Die Regierungen in Dublin und London erklärten heute (10. November 2006), dass sie in einem nächsten Schritt die zur Umsetzung der St. Andrew-Vorschläge nötigen Gesetzesentwürfe vorlegen werden, um die Allparteienregierung in Nordirland wiederzubeleben.

In einer gemeinsamen Stellungnahme zu den Antworten der Parteien auf die Vorschläge, sagten Peter Hain, der britische Direktverwalter Nordirlands und Dermot Ahern, der Dubliner Außenminister :

"Nach Beendigung unserer Gespräche in St. Andrews baten wir die Parteien, unsere Vorschläge zu überdenken, mit ihren Mitgliedern den vorgeschlagenen Weg zu diskutieren und ihre Zustimmung bis zum 10. November zu geben.

Die Konsultationen sind nun abgeschlossen und die Regierungen hatten Kontakt mit den Parteien. Die Haltung der Parteien gibt uns die Zuversicht, dass das Abkommen von St. Andrew als Grundlage für eine politische Lösung dienen kann, wenn es entsprechend umgesetzt wird.

Das Abkommen ruht auf zwei Pfeilern, der Unterstützung für eine gemeinsame Allparteienregierung und die politischen Institutionen (die im Karfreitagsabkommen festgelegt wurden) und Unterstützung von Polizei und Gesetz. Die Umsetzung dieser Ziele ist die Priorität der beiden Regierungen und eines jeden Menschen in Nordirland.

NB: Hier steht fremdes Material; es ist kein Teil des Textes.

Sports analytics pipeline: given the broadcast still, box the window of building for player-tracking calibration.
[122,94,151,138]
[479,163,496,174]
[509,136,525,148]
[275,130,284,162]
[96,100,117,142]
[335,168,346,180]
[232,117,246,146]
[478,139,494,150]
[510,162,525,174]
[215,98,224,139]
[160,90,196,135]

Wir werden nun in einem nächsten Schritt die vollständige Umsetzung der St. Andrew-Vorschläge angehen. Die britische Regierung wird die hierfür nötigen Gesetzesentwürfe vorlegen. Es ist noch viel zu tun und die Verantwortung liegt bei allen, sich zu beteiligen. Wir werden aktiv mit den Parteien arbeiten, um das Abkommen umzusetzen und den Weg für eine neue Ära für die Menschen in Nodirland freizumachen."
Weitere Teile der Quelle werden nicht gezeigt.